We are thus persuaded that the order provided Officer
Sweithelm with discretion to act as he did.

     Sledge also argues that Officer Sweithelm violated orders
that he remain at his post when he left the housing unit and
stood several yards beyond the door. Sledge is correct that
corrections officers may not leave their posts. But the orders do
not identify the boundaries of the housing unit post, and the
record does not support Sledge’s claim that the boundaries are
the walls of the housing unit. When asked directly about the
issue, prison officials stated Officer Sweithelm’s post included
the area closely surrounding the housing unit. Relying on this
testimony, and the absence of any order directing Officer
Sweithelm to stand in a certain location, the district court
correctly found that Officer Sweithelm did not leave his post.
Sledge, 883 F. Supp. 2d at 84-85.

    As to Gaubert/Berkovitz step two, Sledge argues that the
exception does not protect Officer Sweithelm because he was
not actually exercising discretion. Instead, Sledge alleges,
Officer Sweithelm utterly neglected his duties. He stepped
outside to smoke, pace, and talk, but not to monitor inmates.
Sledge relies on other negligent guard cases. In those cases,
                                10
courts have held (or recognized the possibility in dicta) that the
discretionary function exception does not protect corrections
officers who are totally derelict of duty, for example, by packing
up personal belongings and leaving early, Chess v. United
States, 836 F. Supp. 2d 742, 751 (N.D. Ill. 2011), or by
completely failing to perform required inspections, Coulthurst
v. United States, 214 F.3d 106, 110-11 (2d Cir. 2000).

     The validity of the negligent guard theory is an open
question in this court. Even if that theory could ever allow a
plaintiff’s claim to survive the discretionary function exception,
it would not do so here. The Supreme Court stated in
Gaubert that the “focus of the inquiry [at step two] is not on the
agent’s subjective intent in exercising the discretion . . ., but on
the nature of the actions taken and on whether they are
susceptible to policy analysis.” 499 U.S. at 325. We read the
negligent guard cases in light of that statement. The problem
with packing up personal belongings while still on the clock, for
example, is not that a particular corrections officer does so for
purely personal non-policy reasons. The problem is that there
can never be a public-policy reason for doing so. Thus the
decision to pack up early is unprotected.

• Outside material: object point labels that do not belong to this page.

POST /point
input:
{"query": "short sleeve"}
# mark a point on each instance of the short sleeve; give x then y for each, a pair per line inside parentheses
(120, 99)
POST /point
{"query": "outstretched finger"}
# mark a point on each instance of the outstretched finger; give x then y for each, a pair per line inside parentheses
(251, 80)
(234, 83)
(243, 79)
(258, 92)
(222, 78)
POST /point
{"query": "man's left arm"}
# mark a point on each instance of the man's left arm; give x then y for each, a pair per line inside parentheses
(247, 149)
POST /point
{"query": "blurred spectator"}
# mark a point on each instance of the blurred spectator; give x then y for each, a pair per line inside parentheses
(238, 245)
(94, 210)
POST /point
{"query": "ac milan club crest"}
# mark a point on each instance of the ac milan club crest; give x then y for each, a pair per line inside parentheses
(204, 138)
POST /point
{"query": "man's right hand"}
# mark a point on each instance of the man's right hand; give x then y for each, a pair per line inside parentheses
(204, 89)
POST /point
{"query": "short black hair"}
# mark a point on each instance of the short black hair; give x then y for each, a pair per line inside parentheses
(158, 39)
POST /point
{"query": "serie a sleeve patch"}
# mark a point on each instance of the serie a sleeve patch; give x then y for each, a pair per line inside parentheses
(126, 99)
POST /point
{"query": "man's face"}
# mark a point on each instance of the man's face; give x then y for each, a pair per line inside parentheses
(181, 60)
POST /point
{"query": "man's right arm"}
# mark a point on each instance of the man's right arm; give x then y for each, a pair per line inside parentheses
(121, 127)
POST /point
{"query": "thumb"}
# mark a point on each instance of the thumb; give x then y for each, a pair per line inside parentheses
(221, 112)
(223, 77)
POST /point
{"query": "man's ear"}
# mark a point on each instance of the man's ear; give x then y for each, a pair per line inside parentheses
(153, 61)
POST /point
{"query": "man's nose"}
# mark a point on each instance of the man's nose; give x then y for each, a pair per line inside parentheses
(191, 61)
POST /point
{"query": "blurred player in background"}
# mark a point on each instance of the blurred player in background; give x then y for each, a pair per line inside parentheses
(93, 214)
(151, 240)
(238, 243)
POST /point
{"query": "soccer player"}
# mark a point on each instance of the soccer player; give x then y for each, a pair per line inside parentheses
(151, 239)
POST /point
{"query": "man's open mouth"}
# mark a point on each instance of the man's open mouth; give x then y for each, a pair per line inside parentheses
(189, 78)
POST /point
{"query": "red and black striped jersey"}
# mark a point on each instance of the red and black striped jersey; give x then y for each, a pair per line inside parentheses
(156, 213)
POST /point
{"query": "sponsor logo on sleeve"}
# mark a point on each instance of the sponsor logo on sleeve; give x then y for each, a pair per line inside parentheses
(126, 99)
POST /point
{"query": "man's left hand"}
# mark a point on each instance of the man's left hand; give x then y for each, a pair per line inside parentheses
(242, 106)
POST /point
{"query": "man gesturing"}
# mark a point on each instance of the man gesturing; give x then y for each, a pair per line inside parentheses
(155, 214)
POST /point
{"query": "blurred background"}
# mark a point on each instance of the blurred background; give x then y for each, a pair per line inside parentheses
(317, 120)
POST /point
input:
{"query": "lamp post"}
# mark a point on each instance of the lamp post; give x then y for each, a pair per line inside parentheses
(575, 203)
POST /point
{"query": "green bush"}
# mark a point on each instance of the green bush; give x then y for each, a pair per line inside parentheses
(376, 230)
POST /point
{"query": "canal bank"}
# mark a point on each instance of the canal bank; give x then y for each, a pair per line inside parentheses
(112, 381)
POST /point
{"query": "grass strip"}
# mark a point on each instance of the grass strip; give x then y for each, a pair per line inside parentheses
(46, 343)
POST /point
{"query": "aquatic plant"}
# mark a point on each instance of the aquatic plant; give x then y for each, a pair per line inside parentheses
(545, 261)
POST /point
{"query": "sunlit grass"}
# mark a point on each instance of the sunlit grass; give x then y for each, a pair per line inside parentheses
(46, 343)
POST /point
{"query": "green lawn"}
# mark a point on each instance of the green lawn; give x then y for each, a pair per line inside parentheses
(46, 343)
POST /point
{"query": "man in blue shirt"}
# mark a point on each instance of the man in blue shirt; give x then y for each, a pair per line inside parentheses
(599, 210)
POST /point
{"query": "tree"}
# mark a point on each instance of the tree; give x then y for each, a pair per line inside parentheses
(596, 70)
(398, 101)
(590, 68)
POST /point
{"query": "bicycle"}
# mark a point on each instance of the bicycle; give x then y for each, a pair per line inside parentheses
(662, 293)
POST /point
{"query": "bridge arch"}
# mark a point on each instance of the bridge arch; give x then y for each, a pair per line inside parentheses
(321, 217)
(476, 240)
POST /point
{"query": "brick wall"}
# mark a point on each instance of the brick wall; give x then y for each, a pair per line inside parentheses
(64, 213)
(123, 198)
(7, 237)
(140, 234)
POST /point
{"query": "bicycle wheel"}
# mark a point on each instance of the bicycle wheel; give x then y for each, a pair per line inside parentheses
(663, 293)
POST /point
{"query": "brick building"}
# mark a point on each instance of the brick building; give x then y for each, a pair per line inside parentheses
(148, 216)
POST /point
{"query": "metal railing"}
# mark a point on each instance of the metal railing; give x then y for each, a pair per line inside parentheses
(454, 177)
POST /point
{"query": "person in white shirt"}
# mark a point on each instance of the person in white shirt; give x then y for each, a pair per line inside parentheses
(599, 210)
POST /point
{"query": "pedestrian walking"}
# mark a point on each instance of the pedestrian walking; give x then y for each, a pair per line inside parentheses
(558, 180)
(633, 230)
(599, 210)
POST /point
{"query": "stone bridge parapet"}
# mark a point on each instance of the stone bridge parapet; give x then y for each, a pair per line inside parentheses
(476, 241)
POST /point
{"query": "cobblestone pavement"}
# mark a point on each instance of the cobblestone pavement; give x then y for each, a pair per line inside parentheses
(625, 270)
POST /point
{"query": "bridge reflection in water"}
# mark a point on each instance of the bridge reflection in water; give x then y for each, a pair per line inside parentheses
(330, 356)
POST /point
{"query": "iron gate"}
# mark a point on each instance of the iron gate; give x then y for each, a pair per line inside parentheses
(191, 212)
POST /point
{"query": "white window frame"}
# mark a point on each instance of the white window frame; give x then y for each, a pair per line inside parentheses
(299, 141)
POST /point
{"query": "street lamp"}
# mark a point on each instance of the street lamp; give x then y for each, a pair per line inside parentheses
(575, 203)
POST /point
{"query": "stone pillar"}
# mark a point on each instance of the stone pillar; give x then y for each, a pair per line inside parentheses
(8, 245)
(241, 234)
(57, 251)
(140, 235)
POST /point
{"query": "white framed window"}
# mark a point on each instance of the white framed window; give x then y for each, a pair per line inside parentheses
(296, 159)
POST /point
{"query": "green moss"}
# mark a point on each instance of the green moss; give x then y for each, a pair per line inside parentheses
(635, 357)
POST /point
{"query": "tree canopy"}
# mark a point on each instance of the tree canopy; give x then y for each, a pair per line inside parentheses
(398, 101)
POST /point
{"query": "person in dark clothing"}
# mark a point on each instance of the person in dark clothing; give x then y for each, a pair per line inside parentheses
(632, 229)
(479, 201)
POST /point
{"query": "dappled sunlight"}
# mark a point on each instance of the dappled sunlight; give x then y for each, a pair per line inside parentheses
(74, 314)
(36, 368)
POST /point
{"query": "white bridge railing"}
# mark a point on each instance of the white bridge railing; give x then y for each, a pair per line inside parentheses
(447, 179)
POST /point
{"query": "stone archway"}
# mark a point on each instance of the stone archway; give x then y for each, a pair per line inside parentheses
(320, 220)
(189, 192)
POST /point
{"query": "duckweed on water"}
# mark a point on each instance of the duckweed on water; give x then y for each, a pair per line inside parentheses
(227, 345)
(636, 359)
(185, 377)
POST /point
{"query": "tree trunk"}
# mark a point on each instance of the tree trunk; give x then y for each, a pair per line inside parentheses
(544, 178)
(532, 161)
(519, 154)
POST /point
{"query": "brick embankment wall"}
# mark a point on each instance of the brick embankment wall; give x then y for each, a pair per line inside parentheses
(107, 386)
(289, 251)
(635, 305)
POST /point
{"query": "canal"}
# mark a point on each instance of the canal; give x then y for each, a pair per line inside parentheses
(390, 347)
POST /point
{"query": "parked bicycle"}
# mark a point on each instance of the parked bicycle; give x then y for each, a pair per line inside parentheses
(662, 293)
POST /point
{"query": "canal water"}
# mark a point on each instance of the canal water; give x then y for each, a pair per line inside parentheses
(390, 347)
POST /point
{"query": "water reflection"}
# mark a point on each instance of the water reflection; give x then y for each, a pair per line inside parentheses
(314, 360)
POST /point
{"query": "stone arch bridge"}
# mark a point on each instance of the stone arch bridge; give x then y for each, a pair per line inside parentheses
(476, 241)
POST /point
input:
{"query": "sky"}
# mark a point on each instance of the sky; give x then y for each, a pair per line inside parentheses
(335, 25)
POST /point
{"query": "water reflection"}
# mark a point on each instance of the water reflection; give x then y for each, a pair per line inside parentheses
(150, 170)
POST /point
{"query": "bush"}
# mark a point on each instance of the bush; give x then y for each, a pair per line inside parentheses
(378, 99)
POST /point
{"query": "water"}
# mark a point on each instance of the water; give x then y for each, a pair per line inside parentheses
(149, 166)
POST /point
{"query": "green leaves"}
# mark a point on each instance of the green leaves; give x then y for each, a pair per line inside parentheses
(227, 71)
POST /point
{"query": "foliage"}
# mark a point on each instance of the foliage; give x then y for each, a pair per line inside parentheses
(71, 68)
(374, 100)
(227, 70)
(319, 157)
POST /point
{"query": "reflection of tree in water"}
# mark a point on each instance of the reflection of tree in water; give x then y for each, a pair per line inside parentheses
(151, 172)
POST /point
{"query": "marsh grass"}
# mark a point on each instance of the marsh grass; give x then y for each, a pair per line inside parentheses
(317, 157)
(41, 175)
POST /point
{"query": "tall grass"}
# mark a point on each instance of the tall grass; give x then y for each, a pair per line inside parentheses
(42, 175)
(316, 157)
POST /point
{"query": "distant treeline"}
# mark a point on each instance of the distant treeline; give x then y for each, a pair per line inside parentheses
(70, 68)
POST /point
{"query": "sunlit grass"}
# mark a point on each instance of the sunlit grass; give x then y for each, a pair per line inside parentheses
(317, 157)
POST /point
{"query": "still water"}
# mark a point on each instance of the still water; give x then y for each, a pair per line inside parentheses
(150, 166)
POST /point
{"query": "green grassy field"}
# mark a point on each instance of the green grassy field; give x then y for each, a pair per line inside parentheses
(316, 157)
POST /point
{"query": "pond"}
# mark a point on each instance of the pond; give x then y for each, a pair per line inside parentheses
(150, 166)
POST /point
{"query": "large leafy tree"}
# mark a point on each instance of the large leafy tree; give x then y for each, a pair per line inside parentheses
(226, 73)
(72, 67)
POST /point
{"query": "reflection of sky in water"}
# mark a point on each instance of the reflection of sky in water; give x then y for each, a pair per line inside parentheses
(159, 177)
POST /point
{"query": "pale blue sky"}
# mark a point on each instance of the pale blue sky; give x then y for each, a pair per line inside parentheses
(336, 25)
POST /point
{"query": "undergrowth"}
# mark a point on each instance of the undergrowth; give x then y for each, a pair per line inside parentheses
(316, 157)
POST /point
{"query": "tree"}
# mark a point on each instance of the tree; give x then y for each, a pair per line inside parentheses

     Aside from subjective intent, the “nature of the actions” that
might give rise to liability in this case is that Officer Sweithelm
stood outside without looking into the housing unit. Even if
Sledge is correct that Officer Sweithelm so acted merely to
satisfy a nicotine craving, that motivation is irrelevant. The
decision to stand outside, as explained above, is “susceptible to
policy analysis.” Id. Prison officials testified to several reasons
why they would permit, or even advise, a housing unit officer to
stand outside and monitor the compound during controlled
movements. Officer Sweithelm’s conduct is therefore protected
at step two, as well as step one. See Sledge, 883 F. Supp. 2d at
86-87.
                            11
     Because the discretionary function exception denies the
district court subject-matter jurisdiction over Sledge’s
complaint, the decision of the district court is

                                                  Affirmed.